On Monday October 31, there were explosions in Kyiv.
I heard them, and some of my friends saw the missiles in the sky, from their windows or from the street. Although the Ukrainian air defense destroyed some of them, the missiles damaged critical infrastructure facilities, and at least 350,000 apartments in the capital lost power.
Engineers are working very hard to restore power, but 80 percent of Kyiv’s population were also left without water. We use an app with an electronic map that shows where local residents can stock up on water from nearby pump-rooms and points of sale. According to the City Council announcements, everyone should prepare for long blackouts.
I went to the gym regardless, because they announced that they were open. This Halloween, it had quite a ghostly feel with no electricity or, therefore, music. There were only three instructors and five members. We had a rather quiet pilates class in the central area, because it has huge windows and hence, daylight. After pilates, I went swimming and was the only one in the pool until another fanatic joined me.
It was quite unsettling in the locker room, where gym staff had placed some Christmas tree candles. I showered in complete darkness (luckily there was water, both cold and hot—a wow occurrence nowadays). The only benefit of not having the electricity was the fact that the scale didn’t work.
No one was panicking, although it’s still impossible to comprehend why the civil population is being targeted. And there are more serious consequences than taking a shower in the dark: Many citizens of Kyiv have electric kitchen appliances and can’t cook. Those who have a gas stove host relatives and friends so they can cook, at least for their children.
Flashlights and candles are hard to get. I managed to find some fancy birthday candles online and placed an online order for pickup. When I went to get the candles, the salesperson was flabbergasted by the price. I’d already gotten over the shock and told him that those ones were the cheapest.
Appointments with doctors get canceled and continuously rescheduled, which leads to other cancellations—for instance, many of my students miss their classes. Kind of a mess. I’ve been trying to get my hair cut for two weeks, but the appointment has been canceled five times so far.

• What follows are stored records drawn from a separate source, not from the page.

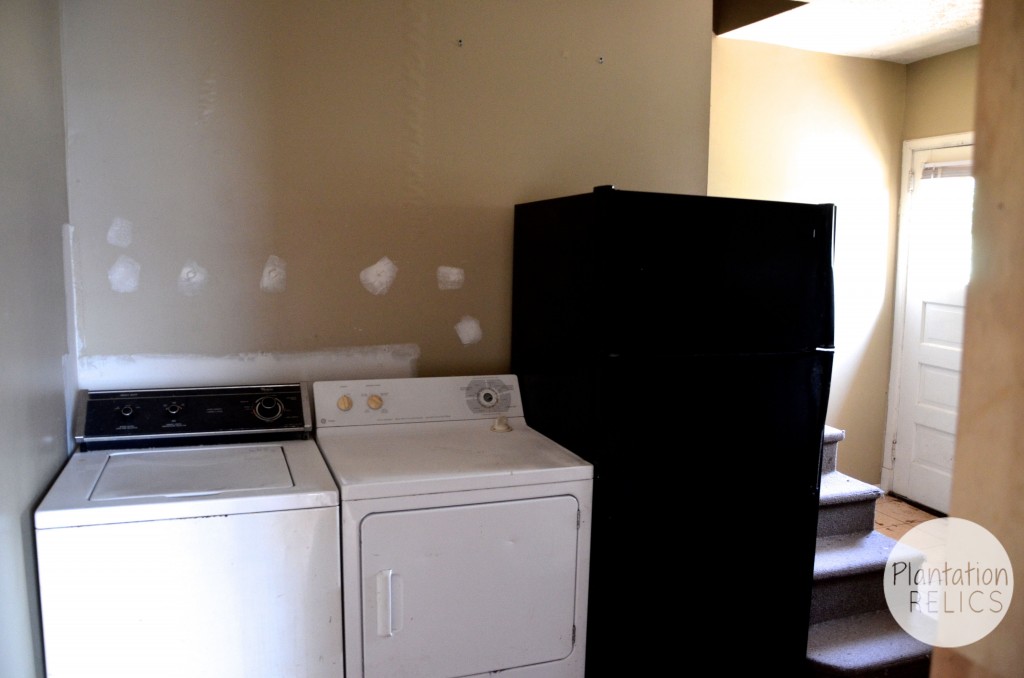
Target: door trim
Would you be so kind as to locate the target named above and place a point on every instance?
(899, 294)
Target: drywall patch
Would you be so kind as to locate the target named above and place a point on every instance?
(450, 278)
(120, 232)
(124, 274)
(469, 330)
(193, 278)
(273, 274)
(153, 371)
(378, 278)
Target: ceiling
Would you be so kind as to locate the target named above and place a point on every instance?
(900, 31)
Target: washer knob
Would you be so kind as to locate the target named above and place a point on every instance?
(268, 408)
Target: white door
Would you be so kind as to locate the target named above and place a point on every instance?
(934, 267)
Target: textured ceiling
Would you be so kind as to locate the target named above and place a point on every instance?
(900, 31)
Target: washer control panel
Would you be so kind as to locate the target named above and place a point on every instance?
(111, 418)
(416, 399)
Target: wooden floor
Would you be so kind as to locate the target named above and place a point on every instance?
(895, 517)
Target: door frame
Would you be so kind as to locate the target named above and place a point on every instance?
(899, 294)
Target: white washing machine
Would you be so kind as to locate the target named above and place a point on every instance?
(193, 533)
(465, 534)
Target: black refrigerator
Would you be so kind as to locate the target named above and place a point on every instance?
(683, 344)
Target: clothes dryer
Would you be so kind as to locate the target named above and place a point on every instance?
(465, 534)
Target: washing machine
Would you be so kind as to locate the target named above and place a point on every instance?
(192, 533)
(465, 534)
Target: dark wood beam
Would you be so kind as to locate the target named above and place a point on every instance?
(730, 14)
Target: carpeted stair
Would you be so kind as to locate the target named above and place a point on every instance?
(852, 632)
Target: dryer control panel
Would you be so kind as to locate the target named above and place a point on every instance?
(416, 399)
(188, 416)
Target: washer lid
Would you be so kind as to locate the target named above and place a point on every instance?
(192, 472)
(160, 483)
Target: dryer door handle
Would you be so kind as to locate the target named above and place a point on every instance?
(388, 602)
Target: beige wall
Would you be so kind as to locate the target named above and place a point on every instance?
(794, 125)
(209, 140)
(988, 476)
(940, 94)
(33, 340)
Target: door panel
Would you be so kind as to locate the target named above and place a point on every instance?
(934, 268)
(464, 590)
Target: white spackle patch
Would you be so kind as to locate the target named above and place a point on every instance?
(468, 330)
(450, 278)
(273, 274)
(378, 278)
(119, 235)
(124, 274)
(192, 279)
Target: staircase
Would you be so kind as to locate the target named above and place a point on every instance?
(852, 632)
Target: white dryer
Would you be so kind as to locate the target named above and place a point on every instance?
(193, 533)
(465, 533)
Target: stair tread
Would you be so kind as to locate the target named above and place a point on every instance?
(840, 555)
(870, 640)
(837, 488)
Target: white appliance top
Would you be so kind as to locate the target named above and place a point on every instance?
(184, 453)
(394, 437)
(160, 483)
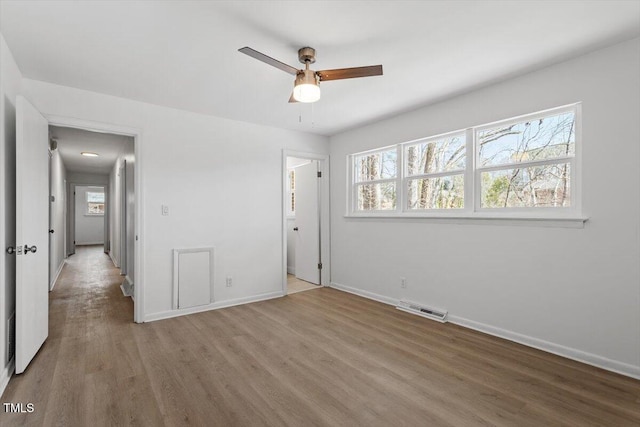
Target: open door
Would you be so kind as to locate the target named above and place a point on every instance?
(32, 236)
(307, 223)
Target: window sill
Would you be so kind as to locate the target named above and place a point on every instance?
(527, 221)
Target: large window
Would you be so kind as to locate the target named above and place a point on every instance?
(375, 176)
(434, 173)
(527, 163)
(518, 167)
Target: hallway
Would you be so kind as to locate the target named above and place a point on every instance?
(88, 355)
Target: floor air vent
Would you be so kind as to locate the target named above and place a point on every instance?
(420, 310)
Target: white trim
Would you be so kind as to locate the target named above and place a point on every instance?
(137, 135)
(55, 277)
(560, 350)
(479, 219)
(365, 294)
(472, 177)
(214, 306)
(113, 260)
(6, 374)
(324, 217)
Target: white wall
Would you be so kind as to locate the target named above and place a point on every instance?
(221, 179)
(57, 218)
(572, 291)
(10, 87)
(89, 228)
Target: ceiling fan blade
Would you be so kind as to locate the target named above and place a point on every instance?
(269, 60)
(350, 73)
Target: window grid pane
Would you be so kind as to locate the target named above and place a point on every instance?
(445, 192)
(532, 140)
(441, 155)
(376, 166)
(527, 187)
(372, 197)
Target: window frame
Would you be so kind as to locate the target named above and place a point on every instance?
(472, 177)
(574, 161)
(104, 203)
(353, 185)
(404, 147)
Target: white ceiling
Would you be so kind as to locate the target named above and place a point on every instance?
(71, 142)
(183, 54)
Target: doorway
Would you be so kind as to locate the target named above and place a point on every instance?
(305, 221)
(96, 170)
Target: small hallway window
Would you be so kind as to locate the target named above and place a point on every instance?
(95, 203)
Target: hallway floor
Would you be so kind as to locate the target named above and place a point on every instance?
(90, 353)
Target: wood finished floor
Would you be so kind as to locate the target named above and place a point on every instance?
(322, 358)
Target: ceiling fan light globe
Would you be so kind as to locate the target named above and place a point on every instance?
(306, 92)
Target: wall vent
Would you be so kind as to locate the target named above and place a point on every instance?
(421, 310)
(11, 337)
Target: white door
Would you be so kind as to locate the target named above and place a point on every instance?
(307, 223)
(32, 221)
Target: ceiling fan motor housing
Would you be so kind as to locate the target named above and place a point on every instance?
(307, 55)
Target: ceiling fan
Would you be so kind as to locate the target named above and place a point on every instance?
(306, 87)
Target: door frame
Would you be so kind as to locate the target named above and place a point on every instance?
(71, 219)
(325, 231)
(136, 134)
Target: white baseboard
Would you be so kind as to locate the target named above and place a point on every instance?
(55, 278)
(370, 295)
(549, 347)
(560, 350)
(5, 375)
(213, 306)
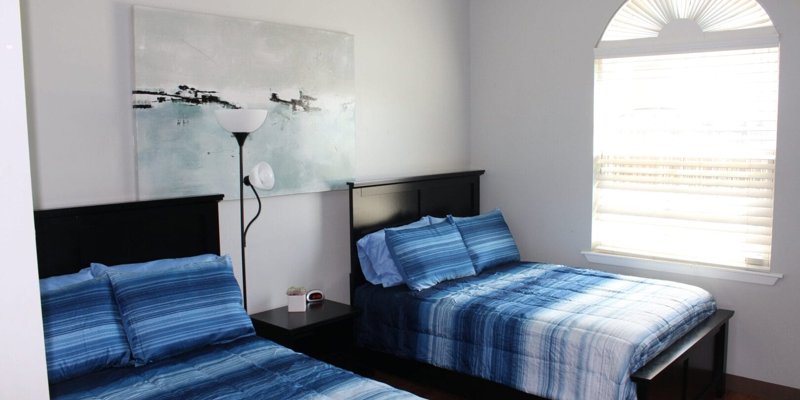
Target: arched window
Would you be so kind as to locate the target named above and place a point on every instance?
(685, 120)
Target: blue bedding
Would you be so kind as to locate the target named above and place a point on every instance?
(550, 330)
(249, 368)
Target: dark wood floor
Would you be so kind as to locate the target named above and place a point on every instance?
(434, 393)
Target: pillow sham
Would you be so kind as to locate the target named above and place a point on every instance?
(429, 254)
(165, 263)
(488, 239)
(60, 281)
(376, 261)
(82, 330)
(168, 312)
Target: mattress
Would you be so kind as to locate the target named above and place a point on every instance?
(550, 330)
(249, 368)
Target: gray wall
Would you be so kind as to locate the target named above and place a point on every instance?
(412, 85)
(23, 374)
(531, 128)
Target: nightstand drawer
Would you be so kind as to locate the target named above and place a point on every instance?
(324, 329)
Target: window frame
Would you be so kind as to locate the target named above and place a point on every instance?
(760, 37)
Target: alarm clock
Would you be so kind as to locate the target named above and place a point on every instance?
(315, 296)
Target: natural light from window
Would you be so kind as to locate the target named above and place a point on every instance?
(685, 139)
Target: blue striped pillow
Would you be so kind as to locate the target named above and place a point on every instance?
(429, 254)
(167, 312)
(82, 330)
(488, 239)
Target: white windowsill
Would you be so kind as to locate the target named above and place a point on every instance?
(761, 278)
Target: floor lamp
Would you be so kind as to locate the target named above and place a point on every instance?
(242, 122)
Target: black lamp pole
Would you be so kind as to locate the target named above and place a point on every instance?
(240, 138)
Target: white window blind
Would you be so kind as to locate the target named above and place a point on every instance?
(685, 156)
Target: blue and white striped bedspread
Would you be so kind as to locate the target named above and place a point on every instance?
(249, 368)
(549, 330)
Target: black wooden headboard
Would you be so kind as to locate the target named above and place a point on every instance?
(379, 204)
(69, 239)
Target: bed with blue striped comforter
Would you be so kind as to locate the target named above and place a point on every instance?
(249, 368)
(550, 330)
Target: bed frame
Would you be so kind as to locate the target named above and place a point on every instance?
(68, 239)
(692, 368)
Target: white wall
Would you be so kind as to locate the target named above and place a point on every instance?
(412, 86)
(531, 128)
(22, 370)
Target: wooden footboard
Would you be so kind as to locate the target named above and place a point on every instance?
(692, 368)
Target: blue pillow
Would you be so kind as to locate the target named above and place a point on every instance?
(82, 330)
(429, 254)
(60, 281)
(166, 263)
(171, 311)
(376, 261)
(488, 239)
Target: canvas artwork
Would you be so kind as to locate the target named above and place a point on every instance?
(187, 65)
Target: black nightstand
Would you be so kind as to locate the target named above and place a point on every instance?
(324, 330)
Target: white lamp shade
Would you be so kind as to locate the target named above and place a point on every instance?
(262, 177)
(240, 120)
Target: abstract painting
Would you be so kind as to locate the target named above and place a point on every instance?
(187, 65)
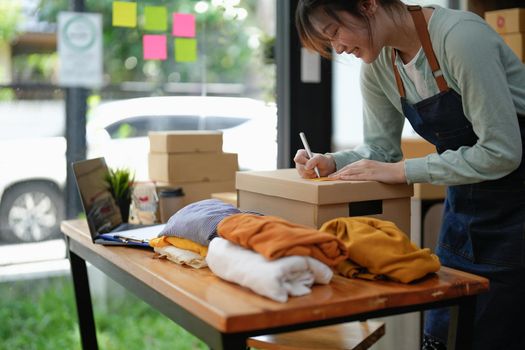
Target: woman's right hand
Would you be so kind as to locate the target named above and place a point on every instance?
(305, 166)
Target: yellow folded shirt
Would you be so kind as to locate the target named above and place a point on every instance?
(181, 243)
(380, 247)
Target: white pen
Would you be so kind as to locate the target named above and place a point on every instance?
(307, 148)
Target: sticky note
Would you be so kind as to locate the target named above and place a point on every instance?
(124, 14)
(155, 18)
(184, 25)
(185, 50)
(155, 47)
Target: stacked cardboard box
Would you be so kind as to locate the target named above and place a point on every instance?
(192, 160)
(510, 24)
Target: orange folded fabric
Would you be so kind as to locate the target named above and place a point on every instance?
(380, 247)
(274, 237)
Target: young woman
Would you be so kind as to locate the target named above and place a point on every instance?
(463, 90)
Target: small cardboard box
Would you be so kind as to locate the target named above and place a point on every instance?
(192, 167)
(197, 191)
(516, 42)
(227, 197)
(506, 20)
(285, 194)
(185, 141)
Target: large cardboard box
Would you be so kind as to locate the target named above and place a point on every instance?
(416, 148)
(185, 141)
(516, 42)
(192, 167)
(507, 20)
(285, 194)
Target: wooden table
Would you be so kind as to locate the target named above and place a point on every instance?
(224, 314)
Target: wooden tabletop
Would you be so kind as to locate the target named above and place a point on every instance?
(232, 308)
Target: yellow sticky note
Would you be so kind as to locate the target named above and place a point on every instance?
(185, 50)
(124, 14)
(156, 18)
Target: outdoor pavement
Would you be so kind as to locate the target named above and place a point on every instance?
(33, 260)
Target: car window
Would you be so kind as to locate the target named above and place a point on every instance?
(218, 123)
(140, 126)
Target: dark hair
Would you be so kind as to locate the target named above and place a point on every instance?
(313, 39)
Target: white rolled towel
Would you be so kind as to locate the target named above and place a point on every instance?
(276, 279)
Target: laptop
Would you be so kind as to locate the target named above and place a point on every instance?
(102, 212)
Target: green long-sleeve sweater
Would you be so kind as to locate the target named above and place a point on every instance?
(478, 65)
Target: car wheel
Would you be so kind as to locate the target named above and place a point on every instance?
(31, 212)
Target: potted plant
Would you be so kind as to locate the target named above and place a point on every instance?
(120, 182)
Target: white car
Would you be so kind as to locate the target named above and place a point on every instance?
(118, 130)
(34, 169)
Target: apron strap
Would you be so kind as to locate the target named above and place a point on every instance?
(424, 38)
(399, 82)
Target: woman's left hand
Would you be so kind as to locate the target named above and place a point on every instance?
(390, 173)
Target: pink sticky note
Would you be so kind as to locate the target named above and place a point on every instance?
(184, 25)
(155, 47)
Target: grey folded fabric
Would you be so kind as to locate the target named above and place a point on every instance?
(198, 221)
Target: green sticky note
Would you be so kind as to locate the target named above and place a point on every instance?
(156, 18)
(124, 14)
(185, 50)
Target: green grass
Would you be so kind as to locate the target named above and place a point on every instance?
(41, 314)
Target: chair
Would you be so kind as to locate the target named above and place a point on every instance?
(346, 336)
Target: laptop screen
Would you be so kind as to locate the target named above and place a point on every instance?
(101, 211)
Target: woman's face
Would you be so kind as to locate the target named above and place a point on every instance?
(350, 35)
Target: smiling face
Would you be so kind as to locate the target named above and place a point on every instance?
(348, 34)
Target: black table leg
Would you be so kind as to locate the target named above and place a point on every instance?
(461, 328)
(86, 321)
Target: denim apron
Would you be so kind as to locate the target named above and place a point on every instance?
(483, 223)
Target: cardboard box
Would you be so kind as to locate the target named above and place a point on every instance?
(185, 141)
(192, 167)
(283, 193)
(197, 191)
(506, 20)
(227, 197)
(516, 42)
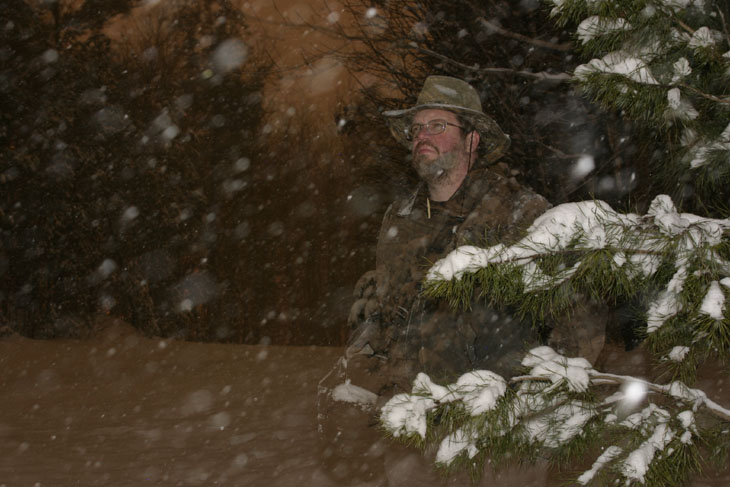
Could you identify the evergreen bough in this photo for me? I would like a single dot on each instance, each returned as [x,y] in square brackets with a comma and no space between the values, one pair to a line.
[666,65]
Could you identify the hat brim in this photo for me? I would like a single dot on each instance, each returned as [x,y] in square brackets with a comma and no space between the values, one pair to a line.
[495,141]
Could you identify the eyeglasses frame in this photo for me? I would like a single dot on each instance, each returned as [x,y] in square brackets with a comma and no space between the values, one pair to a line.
[410,136]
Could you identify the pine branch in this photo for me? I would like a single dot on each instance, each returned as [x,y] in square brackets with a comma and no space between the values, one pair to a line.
[556,411]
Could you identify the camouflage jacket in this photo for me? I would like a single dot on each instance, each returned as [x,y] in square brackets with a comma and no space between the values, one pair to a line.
[393,321]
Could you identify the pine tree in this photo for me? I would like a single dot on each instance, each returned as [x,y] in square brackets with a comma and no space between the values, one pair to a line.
[664,65]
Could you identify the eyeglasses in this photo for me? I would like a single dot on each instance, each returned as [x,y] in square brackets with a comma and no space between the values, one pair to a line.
[433,127]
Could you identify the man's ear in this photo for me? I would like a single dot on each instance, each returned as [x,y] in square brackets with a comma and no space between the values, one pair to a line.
[472,140]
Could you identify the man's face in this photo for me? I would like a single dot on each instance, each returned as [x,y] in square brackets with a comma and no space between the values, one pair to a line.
[438,157]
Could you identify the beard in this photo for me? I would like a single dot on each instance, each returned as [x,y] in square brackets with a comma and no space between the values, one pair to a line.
[435,170]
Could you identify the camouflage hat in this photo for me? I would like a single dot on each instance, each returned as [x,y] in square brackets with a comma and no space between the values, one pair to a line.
[454,95]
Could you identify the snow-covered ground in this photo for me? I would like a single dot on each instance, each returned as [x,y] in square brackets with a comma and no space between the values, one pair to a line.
[125,410]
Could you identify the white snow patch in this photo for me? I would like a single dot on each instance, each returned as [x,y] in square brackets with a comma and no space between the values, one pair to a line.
[595,26]
[621,63]
[678,353]
[713,304]
[229,55]
[351,393]
[608,455]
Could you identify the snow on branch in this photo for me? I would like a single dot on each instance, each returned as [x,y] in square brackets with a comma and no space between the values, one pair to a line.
[555,407]
[676,262]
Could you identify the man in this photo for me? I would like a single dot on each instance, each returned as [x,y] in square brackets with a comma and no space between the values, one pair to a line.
[464,198]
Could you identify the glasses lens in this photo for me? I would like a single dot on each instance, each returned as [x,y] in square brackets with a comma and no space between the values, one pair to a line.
[412,131]
[435,127]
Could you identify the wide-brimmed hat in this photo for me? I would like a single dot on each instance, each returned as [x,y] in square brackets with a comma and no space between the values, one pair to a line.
[458,96]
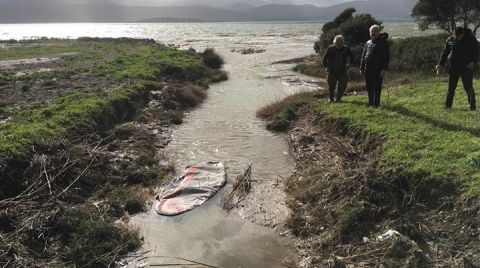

Yet, we feel fortunate. We have electricity and cold water, though the internet is on and off, which is a major inconvenience. Quite often we contemplate leaving, but my husband has invested years in his project, which is sponsored by the European Union. Leaving would mean abandoning the project, which is not just the source of income for our family but his employees, some of whom are fighting at the front.
No matter what happens, the nation stays strong and it will prevail.